This post is by Charlie Meredith, Managing Director at Time Inc. UK Advertising.

People – I mean real people – are all too easily forgotten. Advertisers and marketers spend so much time thinking about them that they forget who they really are. People are not consumers, target audiences or data segments that can be matched to a set of behaviours, interests, some medical records and an address.

Well okay, we all are. But that's not all we are.

We are individuals, uniquely shaped by our experiences, emotions and intuitions, and more than ever before we are determined to be 'the best we can be'. Self-actualisation is right at the top of the bucket list – in fact, all we hear now are the things that make us feel as though we're trying to catch up in life.

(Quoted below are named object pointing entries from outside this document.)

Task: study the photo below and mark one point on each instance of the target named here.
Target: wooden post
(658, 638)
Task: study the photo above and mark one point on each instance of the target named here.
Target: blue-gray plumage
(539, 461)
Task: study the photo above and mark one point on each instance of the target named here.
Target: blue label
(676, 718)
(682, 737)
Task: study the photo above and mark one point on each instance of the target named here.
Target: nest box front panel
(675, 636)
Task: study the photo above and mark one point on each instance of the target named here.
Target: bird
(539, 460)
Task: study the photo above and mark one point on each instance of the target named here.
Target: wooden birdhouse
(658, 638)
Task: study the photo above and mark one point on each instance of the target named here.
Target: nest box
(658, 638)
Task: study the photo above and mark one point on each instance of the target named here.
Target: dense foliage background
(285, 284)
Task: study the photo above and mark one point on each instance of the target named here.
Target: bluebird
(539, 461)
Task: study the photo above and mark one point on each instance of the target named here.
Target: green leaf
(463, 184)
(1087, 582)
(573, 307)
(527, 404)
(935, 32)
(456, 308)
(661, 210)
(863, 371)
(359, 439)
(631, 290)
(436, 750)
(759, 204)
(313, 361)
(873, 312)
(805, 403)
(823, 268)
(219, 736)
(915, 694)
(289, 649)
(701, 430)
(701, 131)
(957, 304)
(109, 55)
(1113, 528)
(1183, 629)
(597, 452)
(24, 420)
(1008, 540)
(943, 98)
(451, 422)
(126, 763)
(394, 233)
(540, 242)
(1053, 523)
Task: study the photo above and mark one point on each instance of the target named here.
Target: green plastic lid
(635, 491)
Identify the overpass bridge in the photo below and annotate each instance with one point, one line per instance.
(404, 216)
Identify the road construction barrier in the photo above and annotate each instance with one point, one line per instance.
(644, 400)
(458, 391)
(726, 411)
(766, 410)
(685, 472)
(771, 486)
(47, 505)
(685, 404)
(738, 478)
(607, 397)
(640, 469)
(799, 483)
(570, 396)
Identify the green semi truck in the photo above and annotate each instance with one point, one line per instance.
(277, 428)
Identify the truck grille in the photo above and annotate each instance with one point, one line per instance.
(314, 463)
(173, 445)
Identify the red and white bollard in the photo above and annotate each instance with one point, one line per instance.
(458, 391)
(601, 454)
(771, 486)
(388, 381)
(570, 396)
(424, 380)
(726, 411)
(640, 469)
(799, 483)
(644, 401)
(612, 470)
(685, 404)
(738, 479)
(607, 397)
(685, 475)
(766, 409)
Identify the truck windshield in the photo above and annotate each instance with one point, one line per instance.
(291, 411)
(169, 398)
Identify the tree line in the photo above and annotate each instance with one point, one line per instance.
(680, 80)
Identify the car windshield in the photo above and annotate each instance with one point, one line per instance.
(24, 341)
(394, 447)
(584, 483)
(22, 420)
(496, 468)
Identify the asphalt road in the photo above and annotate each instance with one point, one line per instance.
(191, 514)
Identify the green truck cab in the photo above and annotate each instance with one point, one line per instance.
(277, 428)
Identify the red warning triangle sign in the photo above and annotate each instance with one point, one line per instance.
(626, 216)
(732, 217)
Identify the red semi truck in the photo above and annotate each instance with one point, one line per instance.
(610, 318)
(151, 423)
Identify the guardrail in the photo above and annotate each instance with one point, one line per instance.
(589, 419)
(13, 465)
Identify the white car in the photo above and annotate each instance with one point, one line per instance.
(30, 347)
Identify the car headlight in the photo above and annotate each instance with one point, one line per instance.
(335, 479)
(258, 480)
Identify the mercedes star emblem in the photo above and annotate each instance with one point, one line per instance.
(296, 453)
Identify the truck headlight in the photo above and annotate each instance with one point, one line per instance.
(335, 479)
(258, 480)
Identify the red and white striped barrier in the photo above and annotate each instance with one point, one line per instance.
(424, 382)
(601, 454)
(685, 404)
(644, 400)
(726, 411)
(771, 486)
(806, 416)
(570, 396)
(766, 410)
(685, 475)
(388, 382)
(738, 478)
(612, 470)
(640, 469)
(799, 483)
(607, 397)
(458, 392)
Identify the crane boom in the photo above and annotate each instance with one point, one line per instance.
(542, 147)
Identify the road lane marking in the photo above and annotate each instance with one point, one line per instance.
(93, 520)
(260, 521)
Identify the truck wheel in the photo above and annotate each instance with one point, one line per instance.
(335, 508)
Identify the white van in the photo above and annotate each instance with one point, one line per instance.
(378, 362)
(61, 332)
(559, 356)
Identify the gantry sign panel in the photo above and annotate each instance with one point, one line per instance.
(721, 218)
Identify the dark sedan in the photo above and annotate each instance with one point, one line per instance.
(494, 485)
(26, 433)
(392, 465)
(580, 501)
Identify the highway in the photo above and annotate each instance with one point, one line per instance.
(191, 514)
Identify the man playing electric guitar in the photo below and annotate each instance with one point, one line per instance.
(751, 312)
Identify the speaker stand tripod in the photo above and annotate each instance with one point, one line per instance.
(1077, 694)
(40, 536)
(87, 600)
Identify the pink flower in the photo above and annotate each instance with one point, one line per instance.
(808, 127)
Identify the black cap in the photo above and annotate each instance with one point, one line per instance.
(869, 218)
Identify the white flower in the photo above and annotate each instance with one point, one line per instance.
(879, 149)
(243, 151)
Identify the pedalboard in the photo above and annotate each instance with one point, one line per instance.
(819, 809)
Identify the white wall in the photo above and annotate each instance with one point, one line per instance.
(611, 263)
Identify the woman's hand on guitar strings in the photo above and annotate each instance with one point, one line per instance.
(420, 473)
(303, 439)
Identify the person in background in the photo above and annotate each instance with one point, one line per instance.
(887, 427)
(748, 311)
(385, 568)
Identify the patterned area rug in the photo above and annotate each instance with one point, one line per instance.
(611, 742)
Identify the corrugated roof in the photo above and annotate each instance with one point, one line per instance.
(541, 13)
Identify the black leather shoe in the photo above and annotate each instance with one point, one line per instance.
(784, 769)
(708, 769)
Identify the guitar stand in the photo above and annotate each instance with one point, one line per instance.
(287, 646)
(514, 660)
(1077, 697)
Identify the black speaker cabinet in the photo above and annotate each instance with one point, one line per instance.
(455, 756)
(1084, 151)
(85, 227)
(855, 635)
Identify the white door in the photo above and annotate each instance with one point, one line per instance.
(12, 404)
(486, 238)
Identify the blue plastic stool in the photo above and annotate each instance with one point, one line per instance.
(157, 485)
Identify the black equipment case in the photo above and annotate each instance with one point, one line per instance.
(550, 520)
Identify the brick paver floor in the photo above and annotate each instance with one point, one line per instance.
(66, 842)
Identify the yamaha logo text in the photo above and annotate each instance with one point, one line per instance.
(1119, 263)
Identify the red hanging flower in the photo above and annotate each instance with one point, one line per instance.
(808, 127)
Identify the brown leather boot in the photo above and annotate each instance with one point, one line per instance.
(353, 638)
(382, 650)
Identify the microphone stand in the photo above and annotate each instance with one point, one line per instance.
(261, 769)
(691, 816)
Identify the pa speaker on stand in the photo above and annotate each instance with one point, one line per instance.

"I want to try everything possible. I want to learn French so I can speak it fluently, take up the piano again, go on a safari, learn to swim front crawl, lose some weight. I want to try a lot of new things and do as much as I can. I want to live in the moment." Any of this sound familiar?

And what's the sense of doing all that good stuff, being the best 'You' you can be, if you don't shout about it loudly and to good effect? People are no longer just people; we are becoming powerful, personal brands, reflecting and projecting all those things we are passionate about, brought to vivid life through all our interactions, through all the stuff we create, curate and share.

Unlike some brands, 'Brand You' evolves intuitively and every second of the day, shaped by the information and experiences we absorb, and is worked on incessantly in real time, refined and fine-tuned in multiple formats across multiple channels.

As people morph into marketers, we become ever more savvy and alert to marketing ploys, ever more persuaded by real connection with other interactive brands and less by passive messaging. That's where inspiring content – whether editorial or marketing – comes into its own.

Consumer brands don't enjoy the luxury of being intuitively in touch. But media brands do.

With our brands, the approach is two-fold: to lead and to listen. We lead by setting trends; inspiring, stimulating, curating and sharing know-how. We listen and follow too, fostering the friendly warmth of familiarity and inclusion, by showing what others are doing or wearing or watching, by listening to their opinions and inviting discussion – and not least by keeping our finger on the pulse of people and culture.

To wit, some feedback from a recent questionnaire: "When it comes to a magazine – in print or online – you know the writers and editors are not just journalists. They're one of us. You feel more emotionally linked to the brand. And they talk to people who are after and want the same things as me."

We've always been good at building brands – our own and other people's – by being ''one of us''. That's never been more important than in the age of 'Brand You'.